それを見ていた天の神々は歓喜して、ナンダナの園(インドラ神の喜びの園)に咲くジャスミンの花を振りまきました。そして天の太鼓をたたき、法螺貝を吹き鳴らし、賛歌を歌って、クリシュナに心からの喝采をささげました。そしてその様子を、子供たちは脅威の様子で眺めていたのでした。

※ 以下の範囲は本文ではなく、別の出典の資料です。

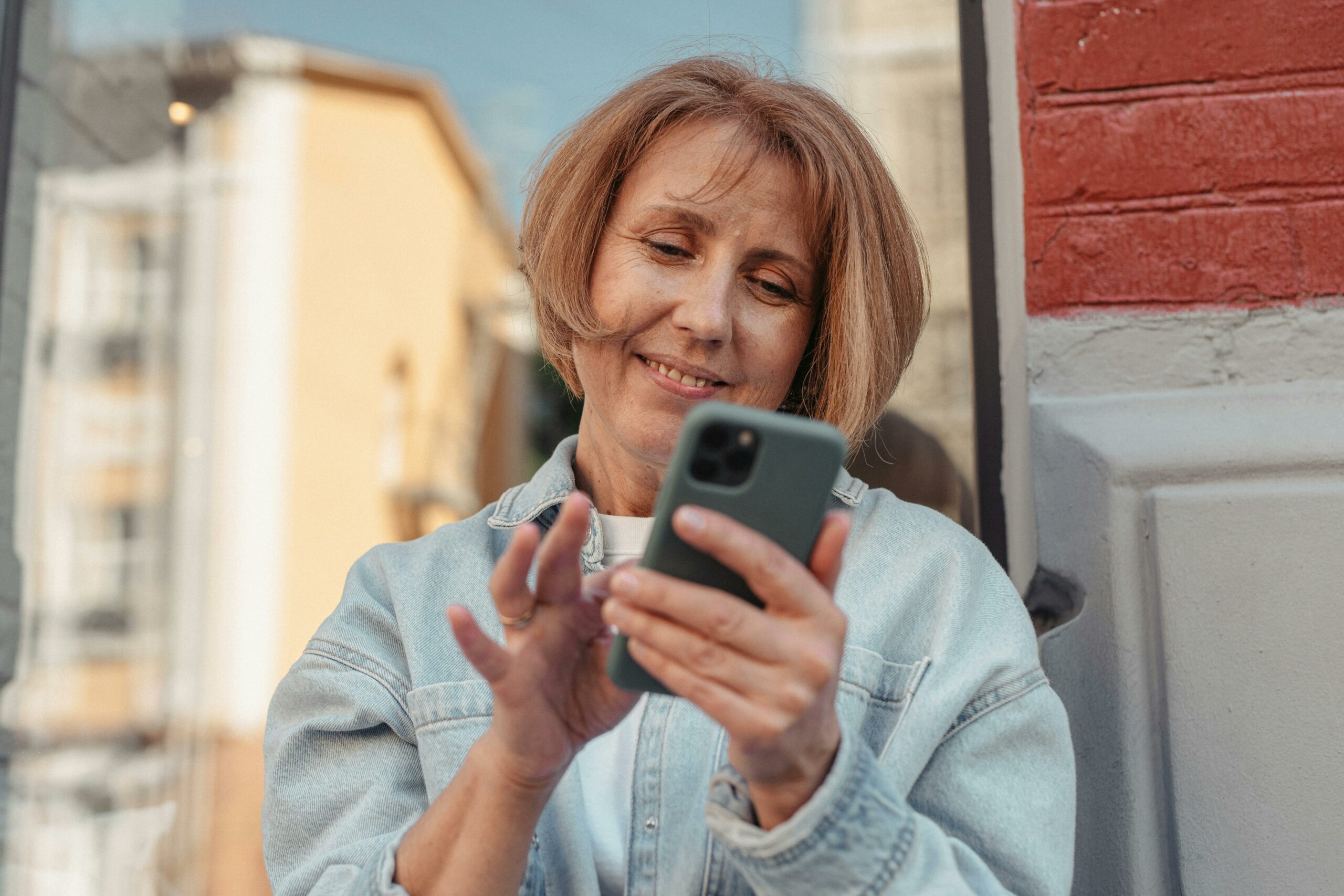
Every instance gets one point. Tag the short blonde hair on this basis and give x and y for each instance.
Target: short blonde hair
(870, 262)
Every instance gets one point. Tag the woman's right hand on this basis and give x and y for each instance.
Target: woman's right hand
(550, 684)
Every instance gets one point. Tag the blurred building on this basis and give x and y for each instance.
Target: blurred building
(269, 328)
(896, 64)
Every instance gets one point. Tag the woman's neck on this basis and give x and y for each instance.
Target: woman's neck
(618, 483)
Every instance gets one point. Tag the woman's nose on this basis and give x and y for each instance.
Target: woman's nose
(705, 311)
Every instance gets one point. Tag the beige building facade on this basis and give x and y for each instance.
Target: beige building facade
(896, 64)
(255, 354)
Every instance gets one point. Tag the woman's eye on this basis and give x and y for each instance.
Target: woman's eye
(774, 289)
(668, 249)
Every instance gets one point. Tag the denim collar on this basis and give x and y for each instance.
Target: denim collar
(555, 480)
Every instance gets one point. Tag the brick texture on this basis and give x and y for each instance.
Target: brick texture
(1182, 152)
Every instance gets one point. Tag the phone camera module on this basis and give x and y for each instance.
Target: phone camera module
(705, 469)
(725, 455)
(716, 437)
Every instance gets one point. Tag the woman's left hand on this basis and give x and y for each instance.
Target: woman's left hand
(766, 675)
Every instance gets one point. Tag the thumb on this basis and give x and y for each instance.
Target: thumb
(828, 550)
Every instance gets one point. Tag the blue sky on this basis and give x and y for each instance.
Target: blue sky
(519, 70)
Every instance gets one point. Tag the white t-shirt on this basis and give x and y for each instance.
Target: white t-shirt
(606, 763)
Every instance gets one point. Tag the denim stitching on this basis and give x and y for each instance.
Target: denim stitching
(382, 667)
(505, 518)
(351, 664)
(847, 797)
(899, 849)
(1004, 693)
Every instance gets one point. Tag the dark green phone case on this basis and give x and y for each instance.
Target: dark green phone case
(783, 499)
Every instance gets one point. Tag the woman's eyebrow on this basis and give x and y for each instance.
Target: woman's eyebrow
(695, 220)
(687, 217)
(776, 256)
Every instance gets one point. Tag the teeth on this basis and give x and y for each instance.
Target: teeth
(671, 373)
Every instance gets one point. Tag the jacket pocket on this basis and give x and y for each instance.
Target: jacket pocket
(874, 695)
(449, 718)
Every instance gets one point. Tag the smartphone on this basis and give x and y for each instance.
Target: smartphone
(771, 472)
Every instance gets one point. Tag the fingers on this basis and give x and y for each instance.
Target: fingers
(707, 659)
(826, 554)
(740, 715)
(773, 574)
(597, 586)
(711, 613)
(487, 657)
(560, 574)
(508, 582)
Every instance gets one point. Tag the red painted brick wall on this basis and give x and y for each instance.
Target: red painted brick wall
(1182, 154)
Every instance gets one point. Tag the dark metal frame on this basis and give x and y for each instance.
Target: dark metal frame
(984, 308)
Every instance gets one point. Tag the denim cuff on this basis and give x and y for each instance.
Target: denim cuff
(850, 837)
(385, 866)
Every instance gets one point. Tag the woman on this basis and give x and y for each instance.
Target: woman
(706, 233)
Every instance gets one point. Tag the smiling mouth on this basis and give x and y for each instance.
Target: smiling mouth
(678, 376)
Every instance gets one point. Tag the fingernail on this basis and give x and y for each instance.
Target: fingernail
(691, 519)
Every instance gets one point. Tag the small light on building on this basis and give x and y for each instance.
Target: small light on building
(181, 113)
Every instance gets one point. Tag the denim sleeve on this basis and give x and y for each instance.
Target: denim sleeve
(991, 813)
(343, 779)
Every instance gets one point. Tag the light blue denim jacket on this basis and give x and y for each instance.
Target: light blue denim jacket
(954, 772)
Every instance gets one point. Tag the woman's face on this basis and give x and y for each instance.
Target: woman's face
(711, 297)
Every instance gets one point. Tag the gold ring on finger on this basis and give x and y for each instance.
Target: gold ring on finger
(519, 621)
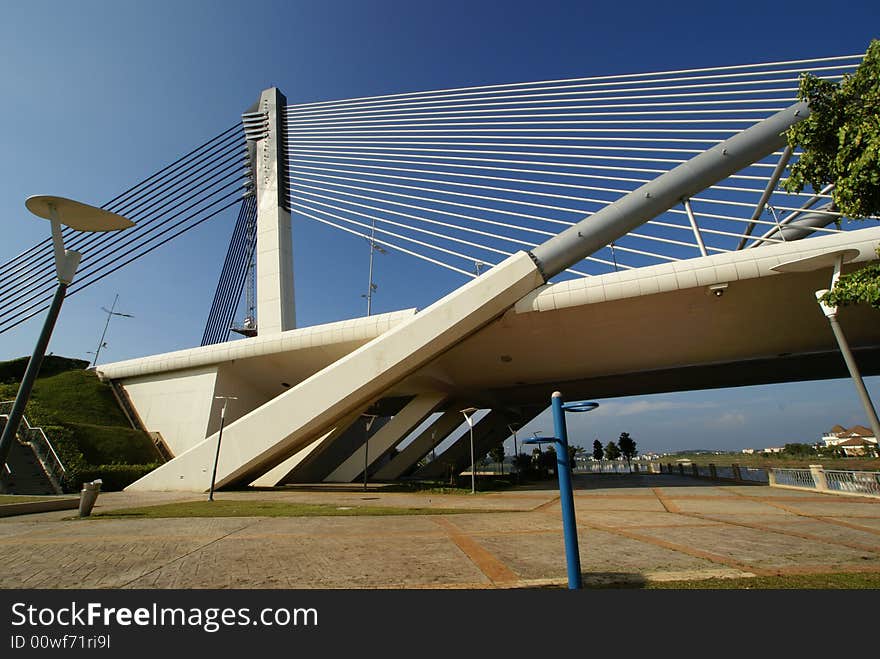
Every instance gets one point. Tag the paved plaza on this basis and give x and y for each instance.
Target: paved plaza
(632, 528)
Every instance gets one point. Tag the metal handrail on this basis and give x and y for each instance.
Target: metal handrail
(36, 437)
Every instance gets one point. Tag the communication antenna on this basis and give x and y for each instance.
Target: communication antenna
(110, 313)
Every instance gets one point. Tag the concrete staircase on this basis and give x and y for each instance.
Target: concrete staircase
(23, 472)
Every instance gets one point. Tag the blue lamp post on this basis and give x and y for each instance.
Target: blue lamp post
(566, 495)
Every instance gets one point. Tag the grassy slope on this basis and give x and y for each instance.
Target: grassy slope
(82, 418)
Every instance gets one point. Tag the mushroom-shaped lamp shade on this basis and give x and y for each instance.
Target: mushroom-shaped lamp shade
(76, 215)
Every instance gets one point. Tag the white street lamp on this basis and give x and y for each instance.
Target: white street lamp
(836, 260)
(80, 217)
(469, 417)
(225, 400)
(368, 423)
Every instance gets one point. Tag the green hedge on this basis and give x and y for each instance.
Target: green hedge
(101, 445)
(82, 419)
(80, 470)
(113, 477)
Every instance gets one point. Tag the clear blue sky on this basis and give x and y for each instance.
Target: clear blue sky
(100, 94)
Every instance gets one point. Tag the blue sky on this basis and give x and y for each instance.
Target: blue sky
(98, 95)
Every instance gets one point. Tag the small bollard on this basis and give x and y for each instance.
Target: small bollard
(88, 496)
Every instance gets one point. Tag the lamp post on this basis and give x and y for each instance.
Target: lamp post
(368, 423)
(225, 400)
(563, 470)
(81, 217)
(469, 417)
(836, 260)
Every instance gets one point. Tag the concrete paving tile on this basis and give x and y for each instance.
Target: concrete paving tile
(760, 548)
(832, 507)
(318, 562)
(832, 532)
(543, 556)
(729, 506)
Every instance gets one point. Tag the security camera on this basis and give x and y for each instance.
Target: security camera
(717, 289)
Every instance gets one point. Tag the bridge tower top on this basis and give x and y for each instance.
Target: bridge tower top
(264, 129)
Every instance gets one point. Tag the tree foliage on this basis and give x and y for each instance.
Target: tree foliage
(840, 141)
(841, 138)
(627, 447)
(612, 452)
(497, 456)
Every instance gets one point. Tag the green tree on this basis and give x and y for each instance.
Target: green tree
(840, 141)
(497, 455)
(798, 449)
(627, 448)
(522, 463)
(574, 453)
(612, 452)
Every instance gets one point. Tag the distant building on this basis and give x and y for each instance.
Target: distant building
(857, 440)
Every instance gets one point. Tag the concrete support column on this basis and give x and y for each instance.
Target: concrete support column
(421, 445)
(818, 473)
(737, 474)
(275, 299)
(392, 433)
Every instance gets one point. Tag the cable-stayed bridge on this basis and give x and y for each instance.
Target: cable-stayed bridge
(619, 232)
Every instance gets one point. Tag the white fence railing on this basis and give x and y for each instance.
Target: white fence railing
(616, 467)
(816, 478)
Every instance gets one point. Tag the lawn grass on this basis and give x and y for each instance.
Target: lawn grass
(18, 498)
(241, 508)
(831, 581)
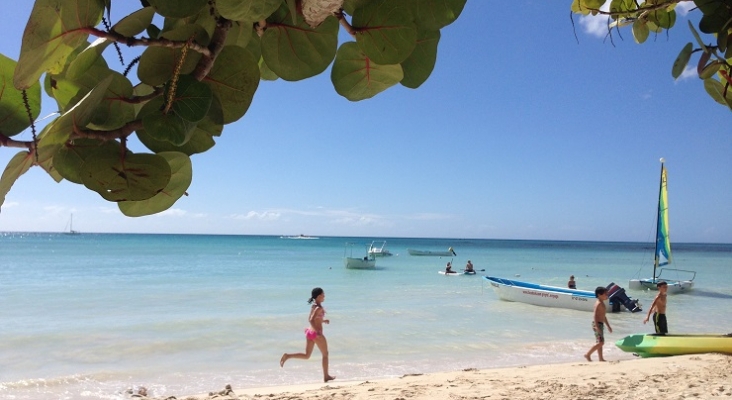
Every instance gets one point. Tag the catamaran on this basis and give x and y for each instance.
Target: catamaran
(662, 256)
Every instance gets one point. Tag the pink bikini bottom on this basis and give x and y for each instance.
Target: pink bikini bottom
(311, 334)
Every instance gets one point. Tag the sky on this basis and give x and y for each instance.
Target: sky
(530, 127)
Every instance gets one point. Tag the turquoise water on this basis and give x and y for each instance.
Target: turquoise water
(90, 315)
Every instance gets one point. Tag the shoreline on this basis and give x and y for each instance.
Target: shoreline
(695, 376)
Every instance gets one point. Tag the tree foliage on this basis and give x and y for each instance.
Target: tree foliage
(200, 63)
(712, 37)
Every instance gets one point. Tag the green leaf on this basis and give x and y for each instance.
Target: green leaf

クリシュナが悪魔バカに打ち勝って、無事に子供たちのところへ戻ってきたとき、バララーマと子供たちは安心して、クリシュナを抱きしめました。そして彼らはその後、この出来事を村の大人たちに話しました。
それを聞いた牛飼いやゴーピーたちは非常に驚きましたが、同時に、さまざまなかたちで悪魔に襲われてもかえって悪魔の方が破滅させられてしまう、このクリシュナの偉大さに驚き、讃嘆し、喜びました。
ナンダをはじめとする牛飼いたちは、このようにクリシュナのことばかりを話し、それに非常な喜びを覚えていたために、彼らはこの輪廻の世界の苦しみを、少しも経験しなかったのでした。
クリシュナとバララーマの二人は、このようにしてヴラジャにおける子供時代を、かくれんぼ遊びや、河の堰を作ったり、猿のようにとび跳ねたりしながら、楽しくすごしていかれたのでした。